Dossier non géolocalisé

Localisation
  • Aire d'étude et canton Mantes-la-Jolie
  • Commune Mantes-la-Jolie
  • Adresse
  • Cadastre
  • Dénominations
    quartier

L'histoire de Gassicourt a longtemps été celle d'un village dédié à l'agriculture. Comme son territoire était très vaste elle a attiré le chemin de fer avec la gare Mantes-Embranchement puis la papeterie Braunstein. La commune de Gassicourt a fusionné avec Mantes en 1930 et la nouvelle commune s'est appelée Mantes-Gassicourt jusqu'en 1953 où elle est devenue Mantes-la-Jolie.

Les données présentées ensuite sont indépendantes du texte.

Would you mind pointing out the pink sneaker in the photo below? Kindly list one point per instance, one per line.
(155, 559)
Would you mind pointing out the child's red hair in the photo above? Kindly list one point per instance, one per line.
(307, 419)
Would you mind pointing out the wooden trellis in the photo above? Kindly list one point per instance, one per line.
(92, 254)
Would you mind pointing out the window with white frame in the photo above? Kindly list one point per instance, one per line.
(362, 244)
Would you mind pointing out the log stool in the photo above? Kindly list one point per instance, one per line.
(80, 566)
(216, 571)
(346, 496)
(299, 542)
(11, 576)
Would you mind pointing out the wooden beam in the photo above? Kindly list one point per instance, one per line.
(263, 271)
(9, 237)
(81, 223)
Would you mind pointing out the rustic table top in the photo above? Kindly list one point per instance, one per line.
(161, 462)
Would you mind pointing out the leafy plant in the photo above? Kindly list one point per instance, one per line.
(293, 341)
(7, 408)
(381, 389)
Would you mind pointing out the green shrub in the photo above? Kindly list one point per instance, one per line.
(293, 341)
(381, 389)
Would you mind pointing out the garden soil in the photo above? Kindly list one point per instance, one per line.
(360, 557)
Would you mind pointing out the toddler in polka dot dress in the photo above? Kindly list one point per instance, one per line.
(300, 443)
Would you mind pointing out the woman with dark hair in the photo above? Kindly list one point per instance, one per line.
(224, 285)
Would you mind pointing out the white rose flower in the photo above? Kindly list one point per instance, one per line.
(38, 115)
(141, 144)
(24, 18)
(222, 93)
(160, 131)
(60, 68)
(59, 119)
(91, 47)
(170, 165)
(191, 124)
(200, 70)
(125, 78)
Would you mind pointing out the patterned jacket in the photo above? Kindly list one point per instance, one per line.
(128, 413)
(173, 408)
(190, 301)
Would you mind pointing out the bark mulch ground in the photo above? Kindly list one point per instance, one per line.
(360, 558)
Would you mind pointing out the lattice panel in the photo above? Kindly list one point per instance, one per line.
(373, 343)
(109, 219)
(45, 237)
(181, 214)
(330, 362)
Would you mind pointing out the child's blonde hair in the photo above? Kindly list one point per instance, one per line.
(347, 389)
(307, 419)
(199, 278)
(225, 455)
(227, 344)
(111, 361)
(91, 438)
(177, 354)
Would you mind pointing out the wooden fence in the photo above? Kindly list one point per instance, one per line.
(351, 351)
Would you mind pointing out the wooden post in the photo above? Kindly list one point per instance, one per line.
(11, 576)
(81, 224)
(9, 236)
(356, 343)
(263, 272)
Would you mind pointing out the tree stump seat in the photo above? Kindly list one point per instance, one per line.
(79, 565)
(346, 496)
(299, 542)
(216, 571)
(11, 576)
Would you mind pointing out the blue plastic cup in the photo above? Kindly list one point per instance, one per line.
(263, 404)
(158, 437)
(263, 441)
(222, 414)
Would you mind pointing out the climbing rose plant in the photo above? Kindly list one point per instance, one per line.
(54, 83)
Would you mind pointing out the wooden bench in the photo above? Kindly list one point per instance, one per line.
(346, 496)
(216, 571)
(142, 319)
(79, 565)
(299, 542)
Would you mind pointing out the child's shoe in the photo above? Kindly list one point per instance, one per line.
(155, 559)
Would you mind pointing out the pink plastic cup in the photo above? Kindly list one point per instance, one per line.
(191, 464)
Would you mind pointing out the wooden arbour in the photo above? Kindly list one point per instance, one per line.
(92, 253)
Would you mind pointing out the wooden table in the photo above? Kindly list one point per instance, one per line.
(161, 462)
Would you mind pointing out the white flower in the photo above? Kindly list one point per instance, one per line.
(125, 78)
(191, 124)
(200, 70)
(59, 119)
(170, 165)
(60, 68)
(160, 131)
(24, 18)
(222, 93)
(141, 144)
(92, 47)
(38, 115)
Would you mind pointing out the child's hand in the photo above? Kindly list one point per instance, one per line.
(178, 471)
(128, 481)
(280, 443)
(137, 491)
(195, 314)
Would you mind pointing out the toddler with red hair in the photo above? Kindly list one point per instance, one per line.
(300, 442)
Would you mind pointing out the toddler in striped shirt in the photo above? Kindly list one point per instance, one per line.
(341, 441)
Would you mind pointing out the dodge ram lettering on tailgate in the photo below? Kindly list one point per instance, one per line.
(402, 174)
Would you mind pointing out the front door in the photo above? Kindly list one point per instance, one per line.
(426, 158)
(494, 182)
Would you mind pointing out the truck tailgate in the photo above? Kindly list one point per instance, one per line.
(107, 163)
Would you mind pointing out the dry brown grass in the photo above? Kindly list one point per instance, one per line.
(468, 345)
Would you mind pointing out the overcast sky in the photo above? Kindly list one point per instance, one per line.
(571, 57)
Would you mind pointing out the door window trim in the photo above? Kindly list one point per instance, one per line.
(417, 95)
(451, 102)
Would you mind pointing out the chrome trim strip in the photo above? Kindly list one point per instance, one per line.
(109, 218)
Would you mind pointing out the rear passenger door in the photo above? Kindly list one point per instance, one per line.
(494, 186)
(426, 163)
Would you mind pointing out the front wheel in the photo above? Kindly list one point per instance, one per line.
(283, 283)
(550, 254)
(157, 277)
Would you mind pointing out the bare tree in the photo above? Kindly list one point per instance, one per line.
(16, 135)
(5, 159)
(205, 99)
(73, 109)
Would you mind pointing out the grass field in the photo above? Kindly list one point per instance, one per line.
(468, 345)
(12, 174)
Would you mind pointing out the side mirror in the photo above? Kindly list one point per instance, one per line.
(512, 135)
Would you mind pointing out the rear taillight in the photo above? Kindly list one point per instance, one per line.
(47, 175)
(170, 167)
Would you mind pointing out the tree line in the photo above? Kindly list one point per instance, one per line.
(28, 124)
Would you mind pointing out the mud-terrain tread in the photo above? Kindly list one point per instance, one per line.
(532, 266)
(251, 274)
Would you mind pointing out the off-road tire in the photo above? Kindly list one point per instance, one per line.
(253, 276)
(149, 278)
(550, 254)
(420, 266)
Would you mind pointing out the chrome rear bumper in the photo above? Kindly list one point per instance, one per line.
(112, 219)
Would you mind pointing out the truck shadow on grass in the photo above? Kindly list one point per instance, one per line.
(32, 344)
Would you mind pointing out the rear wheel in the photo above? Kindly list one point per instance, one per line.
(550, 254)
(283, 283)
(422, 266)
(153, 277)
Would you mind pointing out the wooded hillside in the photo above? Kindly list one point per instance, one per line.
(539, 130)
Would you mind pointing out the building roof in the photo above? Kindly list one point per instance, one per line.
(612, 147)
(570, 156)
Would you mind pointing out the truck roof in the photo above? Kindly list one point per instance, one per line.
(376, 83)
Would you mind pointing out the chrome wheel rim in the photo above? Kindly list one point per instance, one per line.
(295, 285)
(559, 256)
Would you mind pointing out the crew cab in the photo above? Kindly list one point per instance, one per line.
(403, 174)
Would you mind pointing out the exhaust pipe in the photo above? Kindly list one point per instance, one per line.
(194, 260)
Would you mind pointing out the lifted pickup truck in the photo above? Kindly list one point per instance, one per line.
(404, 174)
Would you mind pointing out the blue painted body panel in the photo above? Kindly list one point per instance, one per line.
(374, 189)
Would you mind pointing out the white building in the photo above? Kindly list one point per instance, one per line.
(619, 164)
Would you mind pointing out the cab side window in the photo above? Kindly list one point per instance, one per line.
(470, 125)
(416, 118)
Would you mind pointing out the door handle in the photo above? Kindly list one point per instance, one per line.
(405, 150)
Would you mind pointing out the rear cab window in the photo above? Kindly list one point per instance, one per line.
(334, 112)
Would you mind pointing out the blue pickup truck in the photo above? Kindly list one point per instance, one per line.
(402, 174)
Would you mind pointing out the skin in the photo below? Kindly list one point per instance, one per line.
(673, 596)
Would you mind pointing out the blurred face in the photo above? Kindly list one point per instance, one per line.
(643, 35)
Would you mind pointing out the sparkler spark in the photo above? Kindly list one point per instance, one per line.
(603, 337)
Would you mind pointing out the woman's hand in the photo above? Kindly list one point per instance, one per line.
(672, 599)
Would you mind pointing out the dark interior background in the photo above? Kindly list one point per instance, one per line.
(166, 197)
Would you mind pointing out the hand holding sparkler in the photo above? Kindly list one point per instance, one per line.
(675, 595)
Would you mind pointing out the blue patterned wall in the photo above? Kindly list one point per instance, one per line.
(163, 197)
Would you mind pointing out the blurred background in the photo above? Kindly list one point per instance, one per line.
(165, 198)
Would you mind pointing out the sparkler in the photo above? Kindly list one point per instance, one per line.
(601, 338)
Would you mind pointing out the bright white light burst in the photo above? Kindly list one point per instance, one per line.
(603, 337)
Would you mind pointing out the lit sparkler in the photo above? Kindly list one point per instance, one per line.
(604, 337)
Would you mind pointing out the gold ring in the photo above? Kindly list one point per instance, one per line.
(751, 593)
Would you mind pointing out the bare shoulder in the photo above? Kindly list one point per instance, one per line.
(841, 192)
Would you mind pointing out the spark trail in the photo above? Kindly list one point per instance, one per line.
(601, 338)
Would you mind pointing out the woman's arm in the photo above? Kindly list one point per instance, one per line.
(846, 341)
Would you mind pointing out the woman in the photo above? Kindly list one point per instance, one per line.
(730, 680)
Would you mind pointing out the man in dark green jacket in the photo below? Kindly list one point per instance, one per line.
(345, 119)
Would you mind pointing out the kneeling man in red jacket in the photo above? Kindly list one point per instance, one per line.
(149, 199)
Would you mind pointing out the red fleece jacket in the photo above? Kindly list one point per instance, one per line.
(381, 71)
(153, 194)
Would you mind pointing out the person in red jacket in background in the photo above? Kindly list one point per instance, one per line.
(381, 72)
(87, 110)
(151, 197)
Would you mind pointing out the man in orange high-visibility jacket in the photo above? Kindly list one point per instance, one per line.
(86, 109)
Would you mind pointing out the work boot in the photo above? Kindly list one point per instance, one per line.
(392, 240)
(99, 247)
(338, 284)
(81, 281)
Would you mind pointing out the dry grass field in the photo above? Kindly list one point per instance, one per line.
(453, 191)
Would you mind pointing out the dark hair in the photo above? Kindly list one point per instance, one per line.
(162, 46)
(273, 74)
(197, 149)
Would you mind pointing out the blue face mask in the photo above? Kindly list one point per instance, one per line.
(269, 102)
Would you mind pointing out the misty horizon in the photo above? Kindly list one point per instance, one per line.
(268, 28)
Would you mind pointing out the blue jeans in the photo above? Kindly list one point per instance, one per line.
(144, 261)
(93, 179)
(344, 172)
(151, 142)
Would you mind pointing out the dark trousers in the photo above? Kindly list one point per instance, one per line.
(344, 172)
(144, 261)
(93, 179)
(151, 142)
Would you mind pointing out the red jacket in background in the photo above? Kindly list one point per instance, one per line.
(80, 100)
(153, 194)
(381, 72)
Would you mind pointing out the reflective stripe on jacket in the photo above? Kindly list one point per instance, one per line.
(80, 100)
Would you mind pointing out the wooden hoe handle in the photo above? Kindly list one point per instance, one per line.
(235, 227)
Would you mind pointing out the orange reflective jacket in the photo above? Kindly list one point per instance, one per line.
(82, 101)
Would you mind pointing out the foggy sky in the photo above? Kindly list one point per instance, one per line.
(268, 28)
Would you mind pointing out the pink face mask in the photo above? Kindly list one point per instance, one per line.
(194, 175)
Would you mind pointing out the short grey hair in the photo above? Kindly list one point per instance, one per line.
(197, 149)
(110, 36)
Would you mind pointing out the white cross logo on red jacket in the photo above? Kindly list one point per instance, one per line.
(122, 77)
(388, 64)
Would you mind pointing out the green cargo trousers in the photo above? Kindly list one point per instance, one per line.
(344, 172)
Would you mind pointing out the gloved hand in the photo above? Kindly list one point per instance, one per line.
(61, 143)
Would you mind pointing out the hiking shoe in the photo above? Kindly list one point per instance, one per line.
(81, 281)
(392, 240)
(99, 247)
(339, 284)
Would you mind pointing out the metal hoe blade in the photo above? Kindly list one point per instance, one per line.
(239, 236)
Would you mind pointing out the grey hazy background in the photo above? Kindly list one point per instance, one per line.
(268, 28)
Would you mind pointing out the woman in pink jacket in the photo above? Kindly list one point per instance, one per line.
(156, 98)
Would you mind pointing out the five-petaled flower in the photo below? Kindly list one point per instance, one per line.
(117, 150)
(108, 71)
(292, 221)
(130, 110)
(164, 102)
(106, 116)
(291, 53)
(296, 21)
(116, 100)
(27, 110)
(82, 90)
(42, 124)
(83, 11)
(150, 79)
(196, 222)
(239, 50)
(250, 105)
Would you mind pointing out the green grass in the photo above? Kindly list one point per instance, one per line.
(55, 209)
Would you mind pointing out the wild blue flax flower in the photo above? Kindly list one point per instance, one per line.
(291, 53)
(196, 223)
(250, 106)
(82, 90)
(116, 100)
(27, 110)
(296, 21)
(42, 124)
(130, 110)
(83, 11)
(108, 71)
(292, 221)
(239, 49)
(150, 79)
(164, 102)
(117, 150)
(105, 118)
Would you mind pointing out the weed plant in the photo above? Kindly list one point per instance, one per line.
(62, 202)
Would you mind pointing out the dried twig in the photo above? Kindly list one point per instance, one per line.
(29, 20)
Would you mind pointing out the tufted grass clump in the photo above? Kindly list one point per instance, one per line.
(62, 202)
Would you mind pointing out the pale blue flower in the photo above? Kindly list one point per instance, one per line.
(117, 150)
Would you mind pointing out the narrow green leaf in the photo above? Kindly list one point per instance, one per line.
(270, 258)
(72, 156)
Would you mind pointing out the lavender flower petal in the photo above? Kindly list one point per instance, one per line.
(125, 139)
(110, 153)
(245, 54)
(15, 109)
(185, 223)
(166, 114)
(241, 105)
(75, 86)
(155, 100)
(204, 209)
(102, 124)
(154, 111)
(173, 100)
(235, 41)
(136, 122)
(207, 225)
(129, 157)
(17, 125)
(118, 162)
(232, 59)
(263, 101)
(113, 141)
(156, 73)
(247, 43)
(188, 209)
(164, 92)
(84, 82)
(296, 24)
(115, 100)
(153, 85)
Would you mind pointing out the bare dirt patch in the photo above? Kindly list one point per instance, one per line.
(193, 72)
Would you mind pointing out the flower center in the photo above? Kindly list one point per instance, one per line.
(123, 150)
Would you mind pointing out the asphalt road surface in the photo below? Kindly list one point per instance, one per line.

Le village de Gassicourt, placé au cœur d’un vaste territoire entre la ville de Mantes et la seigneurie de Rosny, longé par la Seine au nord et traversé par le « grand chemin » devenu « route royale » a dû subir tous les malheurs et les troubles du Moyen-Âge. Les sources mentionnent la fondation par le comte de Mantes, Simon, d’un prieuré clunisien placé sous le vocable de Saint-Sulpice vers 1074. Les nombreuses donations qui suivent cette fondation sont le fait des comtes de Mantes, de la famille des Mauvoisin, seigneurs de Rosny et aussi des rois de France, Philippe 1er et Louis VI . En 1295, Gassicourt fut, comme douze autres monastères clunisiens, transformé en doyenné. Si les mots ont leur importance, il n’est pas certain que ce changement soit fondamental, des études ayant montré que la distinction entre les mots « doyennés », « prieurés conventuels », « prieuré ruraux » était « fallacieuse » . Le terme de doyenné atteste cependant que Gassicourt est à la tête d’un « réseau de biens (terres, église, moulins,) organisés autour d’un centre » . Placé à l’ouest de Mantes, le monastère subit probablement les mêmes ravages que la ville, notamment pendant la guerre de Cent Ans. Toutefois, il se releva de ces malheurs et conservait encore une communauté significative comme l’attestent les 32 stalles installées au début du XVIe siècle. Le prieuré possédait un domaine qu’il faisait exploiter par un fermier : la ferme de Gassicourt connue par des documents des XVIIe et XVIIIe siècles. On en voit la mention sur le plan de la fin du XVIIIe siècle conservé aux Archives nationales : entrée de la cour de la ferme à l’ouest du prieuré. On sait qu’elle comportait des pressoirs, un fouloir des granges, étables, bergeries, celliers. Une « volière à pigeons » surmontait une des granges. Le faible nombre de moines explique la décision prise par l’abbaye mère de vendre le prieuré en 1738 et d’envoyer les moines au collège de Cluny à Paris. L’acquéreur des terres et seigneurie de Gassicourt est un voisin, François de Sénozan, seigneur de Rosny. Il devient donc seigneur du village et propriétaire du prieuré à l’exception de l’ancienne maison du doyen qui reste celle de l’abbé de Montholon, doyen des lieux . A partir de cette date, le prieuré est donc devenu un établissement agricole.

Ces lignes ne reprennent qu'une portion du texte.